Dates in Egypt
The date palm is one of the oldest crops cultivated by man – archaeologists have found evidence of its production 8,000 years ago in Neolithic sites in Syria and Egypt, and its prominence in Middle Eastern culture is still widely felt. Egypt is the largest date-producing country in the world and nearly all of these dates are consumed by Egyptians themselves. After thousands of years, Egypt continues to be a central hub for date production, but date groves are susceptible to devastating damage by weevils.
Halim Kashaba, a 66-year-old date farmer, has roughly 700 of what he calls his “beloved” palm trees. “When I started planting my trees, it was very personal. It is like having kids,” he says. But his trees are threatened by the red palm weevil, a deadly pest that can destroy a palm in a matter of weeks by eating into the core of the tree. “You can listen and hear the sound of the weevil munching!” he says. “When I discover the pest, I can’t sleep until I’m sure it has been treated.”

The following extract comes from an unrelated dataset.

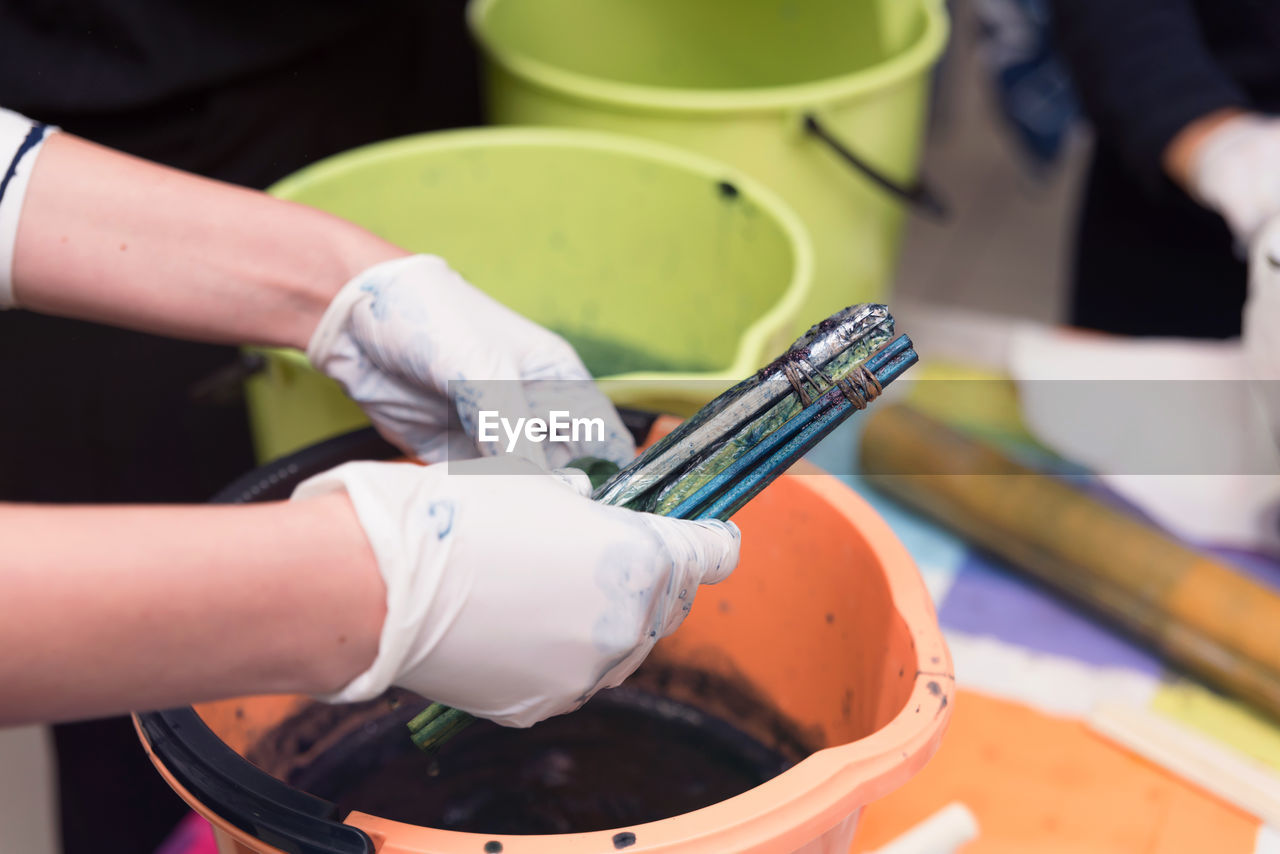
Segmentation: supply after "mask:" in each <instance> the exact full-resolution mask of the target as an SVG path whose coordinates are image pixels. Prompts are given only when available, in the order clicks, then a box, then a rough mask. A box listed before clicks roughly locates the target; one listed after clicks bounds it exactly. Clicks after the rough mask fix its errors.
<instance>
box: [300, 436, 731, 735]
mask: <svg viewBox="0 0 1280 854" xmlns="http://www.w3.org/2000/svg"><path fill="white" fill-rule="evenodd" d="M495 463H499V461H498V460H493V458H481V460H468V461H462V462H449V463H440V465H433V466H426V467H422V466H416V465H412V463H389V462H353V463H347V465H343V466H339V467H338V469H334V470H332V471H328V472H324V474H321V475H317V476H316V478H312V479H310V480H307V481H305V483H303V484H301V485H300V487H298V488H297V490H296V492H294V493H293V498H294V499H305V498H308V497H312V495H319V494H324V493H328V492H334V490H346V492H347V494H348V495H349V498H351V502H352V504H353V506H355V508H356V515H357V516H358V519H360V522H361V525H362V526H364V529H365V533H366V535H367V536H369V542H370V544H371V545H372V551H374V554H375V557H376V560H378V565H379V570H380V571H381V575H383V579H384V580H385V583H387V620H385V622H384V625H383V631H381V639H380V643H379V649H378V657H376V659H375V662H374V665H372V666H371V667H370V668H369V670H367V671H366V672H365V673H362V675H361V676H357V677H356V679H355V680H352V682H351V684H348V685H347V686H346V688H343V689H342V690H340V691H339V693H338V694H334V695H333V697H328V698H323V699H325V700H329V702H356V700H364V699H371V698H374V697H378V695H379V694H380V693H381V691H384V690H385V689H387V688H388V686H390V685H399V686H402V688H407V689H408V690H412V691H416V693H419V694H421V695H424V697H428V698H430V699H433V700H436V702H440V703H445V704H448V705H452V707H454V708H460V709H462V711H465V712H470V713H471V714H476V716H479V717H485V718H489V720H492V721H497V722H498V723H503V725H506V726H530V725H532V723H535V722H538V721H540V720H543V718H545V717H549V716H552V714H559V713H563V712H570V711H572V709H575V708H577V707H579V705H581V704H582V703H584V702H586V700H588V699H589V698H590V697H591V695H593V694H594V693H595V691H598V690H600V689H602V688H612V686H616V685H618V684H621V682H622V680H625V679H626V677H627V676H628V675H631V672H632V671H634V670H635V668H636V667H639V665H640V662H643V661H644V658H645V656H648V654H649V650H650V649H653V645H654V643H657V640H658V639H659V638H664V636H666V635H668V634H671V632H672V631H675V630H676V627H677V626H680V624H681V622H682V621H684V618H685V615H686V613H689V609H690V607H691V606H692V600H694V594H695V593H696V592H698V585H699V584H714V583H717V581H721V580H723V579H724V577H727V576H728V574H730V572H732V570H733V567H735V566H736V565H737V552H739V531H737V528H736V526H733V525H732V524H726V522H718V521H708V522H701V521H698V522H694V521H684V520H676V519H667V517H663V516H654V515H650V513H639V512H635V511H630V510H623V508H621V507H611V506H607V504H598V503H595V502H593V501H591V499H590V498H588V497H586V495H588V494H589V492H590V484H589V483H588V481H586V478H585V476H584V475H581V472H577V471H573V470H570V471H568V472H567V474H563V475H561V476H557V475H552V474H545V472H538V471H536V469H535V467H534V466H532V463H529V462H522V463H521V465H522V467H525V469H526V471H524V472H521V474H493V472H494V471H497V470H498V469H497V466H495ZM509 467H511V462H509V461H508V462H503V465H502V467H500V471H503V472H507V471H509Z"/></svg>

“Early detection of the pest is essential,” says Dr. Mohamed Kamal Abbas, who specializes in the red palm weevil for Egypt’s Plant Protection Research Institute. “Once we find out where the infestation entry point is, we clean the area, dig a small hole, and insert an insecticide.” Mohamed has been developing effective pest management methods for more than 20 years. “In the lab, we evaluate the pesticides before farmers start the application. I feel so proud when we discover a new method so that farmers can prevent their trees from dying,” he says.